Synthetic control is a good method to give robust evidence of causal effects. Since synthetic control is a weighted average of control group, this method can create similar synthetic control to treatment group of pre-intervention and show the contribution of this synthetic control to the counterfactual (Abadie et al., 2010). Thus, this method suggests that the synthetic control presents an approximation to the marijuana sales that would have happened in Georgia in 1970-2019 in the absence of the policy.
require(tidysynth)
ma_out <-
ans %>%
# initial the synthetic control object
synthetic_control(outcome = marij, # outcome
unit = state, # unit index in the panel data
time = year, # time index in the panel data
i_unit = 1, # unit where the intervention occurred
i_time = 1990, # time period when the intervention occurred
generate_placebos=T # generate placebo synthetic controls (for inference)
) %>%
# Generate the aggregate predictors used to fit the weights
# average beer and cigarette consumption in the donor pool from 1970 - 1990
generate_predictor(time_window = 1970:1990,
beer_sales = mean(beer, na.rm = T),
ciga_sales = mean(ciga, na.rm = T)) %>%
# Lagged cigarette sales
generate_predictor(time_window = 1975,
cigsale_1975 = marij) %>%
generate_predictor(time_window = 1980,
cigsale_1980 = marij) %>%
generate_predictor(time_window = 1985,
cigsale_1985 = marij) %>%
generate_predictor(time_window = 1990,
cigsale_1990 = marij) %>%
# Generate the fitted weights for the synthetic control
generate_weights(optimization_window = 1970:1990, # time to use in the optimization task
margin_ipop = .02,sigf_ipop = 7,bound_ipop = 6 # optimizer options
) %>%
# Generate the synthetic control
generate_control()
ma_out %>% plot_trends()
Figure shows marijuana sales for Georgia and its synthetic control
during 1970-2019 period. We can see that marijuana sales in Georgia and
the synthetic Georgia is quite close for pre-policy period. After the
1990 policy implementation, the gap of sales between Georgia and its
synthetic counterpart becomes large. This suggests that the synthetic
Georgia provides a good approximation to the marijuana sales that would
happen in Georgia during 1970-2019 in the absence of the policy.

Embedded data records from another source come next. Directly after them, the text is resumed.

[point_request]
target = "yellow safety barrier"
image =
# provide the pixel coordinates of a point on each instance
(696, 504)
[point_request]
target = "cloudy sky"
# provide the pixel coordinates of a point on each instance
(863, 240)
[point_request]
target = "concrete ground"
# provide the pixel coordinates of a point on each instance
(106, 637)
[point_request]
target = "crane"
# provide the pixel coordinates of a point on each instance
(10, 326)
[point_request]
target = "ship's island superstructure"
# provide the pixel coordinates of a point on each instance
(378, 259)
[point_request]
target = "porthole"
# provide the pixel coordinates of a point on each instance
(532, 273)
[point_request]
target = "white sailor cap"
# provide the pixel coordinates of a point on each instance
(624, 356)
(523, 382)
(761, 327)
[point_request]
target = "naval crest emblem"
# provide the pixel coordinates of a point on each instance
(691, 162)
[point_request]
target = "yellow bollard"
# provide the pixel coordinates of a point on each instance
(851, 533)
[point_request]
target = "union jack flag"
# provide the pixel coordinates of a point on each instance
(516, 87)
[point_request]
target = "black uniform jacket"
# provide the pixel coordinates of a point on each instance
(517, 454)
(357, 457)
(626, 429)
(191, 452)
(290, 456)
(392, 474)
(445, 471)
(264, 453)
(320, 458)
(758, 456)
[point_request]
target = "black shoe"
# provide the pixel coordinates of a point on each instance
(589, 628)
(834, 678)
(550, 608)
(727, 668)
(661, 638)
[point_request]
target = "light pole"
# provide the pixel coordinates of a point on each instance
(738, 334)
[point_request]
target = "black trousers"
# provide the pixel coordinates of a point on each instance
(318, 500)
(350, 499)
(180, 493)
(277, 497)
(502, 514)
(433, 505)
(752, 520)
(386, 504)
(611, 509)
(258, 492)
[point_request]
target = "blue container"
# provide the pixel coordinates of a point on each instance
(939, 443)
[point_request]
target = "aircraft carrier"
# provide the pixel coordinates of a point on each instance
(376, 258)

ma_out %>% plot_differences()
Figure presents that gap in marijuana sales between Georgia and its
synthetic counterpart.
ma_out %>% grab_balance_table()
## # A tibble: 6 x 4
## variable `1` synthetic_1 donor_sample
## <chr> <dbl> <dbl> <dbl>
## 1 beer_sales 23.2 23.6 23.3
## 2 ciga_sales 121. 124. 120.
## 3 cigsale_1975 13.8 9.51 10.2
## 4 cigsale_1980 8.04 10.3 10.3
## 5 cigsale_1985 11.3 11.5 9.94
## 6 cigsale_1990 22.5 14.6 10.2
ma_out %>% plot_weights()
ma_out %>% plot_placebos()
Figure shows the marijuana gap in Georgia and placebo gap in the other countries. In this figure, Georgia gap is clearly the most distinctive in the post policy period.
Reference Abadie, A., Diamond, A., & Hainmueller, J. (2010). Synthetic control methods for comparative case studies: Estimating the effect of California’s tobacco control program. Journal of the American statistical Association, 105(490), 493-505.